PyTorchEngine Multi-Node Deployment Guide#

To support larger-scale model deployment requirements, PyTorchEngine provides multi-node deployment support. Below are the detailed steps for deploying a tp=16 model across two 8-GPU nodes.

1. Create Docker Containers (Optional)#

To ensure consistency across the cluster environment, it is recommended to use Docker to set up the cluster.
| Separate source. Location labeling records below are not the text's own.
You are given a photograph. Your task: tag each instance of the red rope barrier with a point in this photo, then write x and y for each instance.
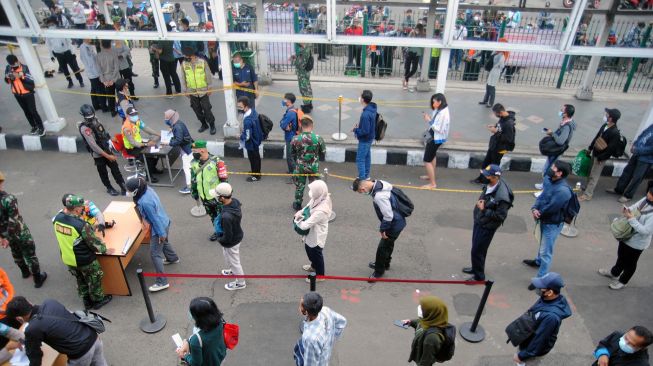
(336, 278)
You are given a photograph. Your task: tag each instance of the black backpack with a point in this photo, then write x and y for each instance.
(448, 345)
(381, 126)
(266, 125)
(404, 204)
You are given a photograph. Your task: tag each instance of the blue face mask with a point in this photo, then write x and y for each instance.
(625, 346)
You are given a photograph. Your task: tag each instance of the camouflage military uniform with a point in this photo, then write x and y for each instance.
(306, 149)
(303, 76)
(17, 233)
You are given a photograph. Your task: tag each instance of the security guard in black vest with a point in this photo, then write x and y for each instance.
(98, 143)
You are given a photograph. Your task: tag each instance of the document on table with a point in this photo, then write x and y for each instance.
(166, 136)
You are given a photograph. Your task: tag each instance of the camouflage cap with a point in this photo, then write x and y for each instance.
(73, 201)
Create containers on each node as follows:

docker run -it \
    --network host \
    -v $MODEL_PATH:$CONTAINER_MODEL_PATH \
    openmmlab/lmdeploy:latest

[!IMPORTANT] Ensure that the model is placed in the same directory on all node containers.

2. Set Up the Cluster Using Ray#

2.1 Start the Head Node#

Select one node as the head node and run the following command in its container:

ray start --head --port=$DRIVER_PORT

2.2 Join the Cluster#

On the other nodes, use the following command in their containers to join the cluster created by the head node:

ray start --address=$DRIVER_NODE_ADDR:$DRIVER_PORT

run ray status on head node to check the cluster.
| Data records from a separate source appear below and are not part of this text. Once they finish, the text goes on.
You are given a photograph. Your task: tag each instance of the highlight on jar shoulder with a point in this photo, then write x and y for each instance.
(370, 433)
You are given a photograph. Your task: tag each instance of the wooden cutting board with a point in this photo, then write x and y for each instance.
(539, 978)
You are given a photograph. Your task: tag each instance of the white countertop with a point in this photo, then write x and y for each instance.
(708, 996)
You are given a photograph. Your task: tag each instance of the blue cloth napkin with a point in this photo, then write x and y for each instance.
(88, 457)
[!IMPORTANT] Ensure that DRIVER_NODE_ADDR is the address of the head node and DRIVER_PORT matches the port number used during the head node initialization.
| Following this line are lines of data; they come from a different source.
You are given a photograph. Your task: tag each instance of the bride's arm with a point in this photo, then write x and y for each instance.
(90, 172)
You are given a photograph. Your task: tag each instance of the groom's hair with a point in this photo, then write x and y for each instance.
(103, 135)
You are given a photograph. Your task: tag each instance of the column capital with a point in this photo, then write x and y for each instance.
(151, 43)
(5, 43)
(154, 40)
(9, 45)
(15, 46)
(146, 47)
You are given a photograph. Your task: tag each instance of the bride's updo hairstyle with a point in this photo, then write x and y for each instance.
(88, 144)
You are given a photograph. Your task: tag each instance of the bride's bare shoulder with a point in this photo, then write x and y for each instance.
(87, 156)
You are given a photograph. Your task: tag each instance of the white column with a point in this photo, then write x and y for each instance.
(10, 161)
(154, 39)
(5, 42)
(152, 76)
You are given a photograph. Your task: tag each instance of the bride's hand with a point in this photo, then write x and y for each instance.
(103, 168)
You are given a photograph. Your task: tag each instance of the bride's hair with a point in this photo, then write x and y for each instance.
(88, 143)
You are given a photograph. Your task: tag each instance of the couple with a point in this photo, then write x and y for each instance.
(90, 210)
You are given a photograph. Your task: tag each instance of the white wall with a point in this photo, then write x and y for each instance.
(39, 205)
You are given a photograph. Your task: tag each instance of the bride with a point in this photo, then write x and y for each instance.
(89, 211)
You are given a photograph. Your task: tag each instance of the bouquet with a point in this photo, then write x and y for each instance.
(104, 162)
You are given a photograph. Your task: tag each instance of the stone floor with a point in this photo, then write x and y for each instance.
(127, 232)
3. Use LMDeploy Interfaces#

In the head node’s container, you can use all functionalities of PyTorchEngine as usual.

3.1 Start the Server#

lmdeploy serve api_server \
    $CONTAINER_MODEL_PATH \
    --backend pytorch \
    --tp 16

3.2 Use the Pipeline#

from lmdeploy import pipeline, PytorchEngineConfig

if __name__ == '__main__':
    model_path = '/path/to/model'
    backend_config = PytorchEngineConfig(tp=16)
    with pipeline(model_path, backend_config=backend_config) as pipe:
        outputs = pipe('Hakuna Matata')

[!NOTE] PyTorchEngine will automatically choose the appropriate launch method (single-node/multi-node) based on the tp parameter and the number of devices available in the cluster. If you want to enforce the use of the Ray cluster, you can configure distributed_executor_backend='ray' in PytorchEngineConfig or use the environment variable LMDEPLOY_EXECUTOR_BACKEND=ray.


By following the steps above, you can successfully deploy PyTorchEngine in a multi-node environment and leverage the Ray cluster for distributed computing.

[!WARNING] To achieve better performance, we recommend users to configure a higher-quality network environment (such as using InfiniBand) to improve engine efficiency.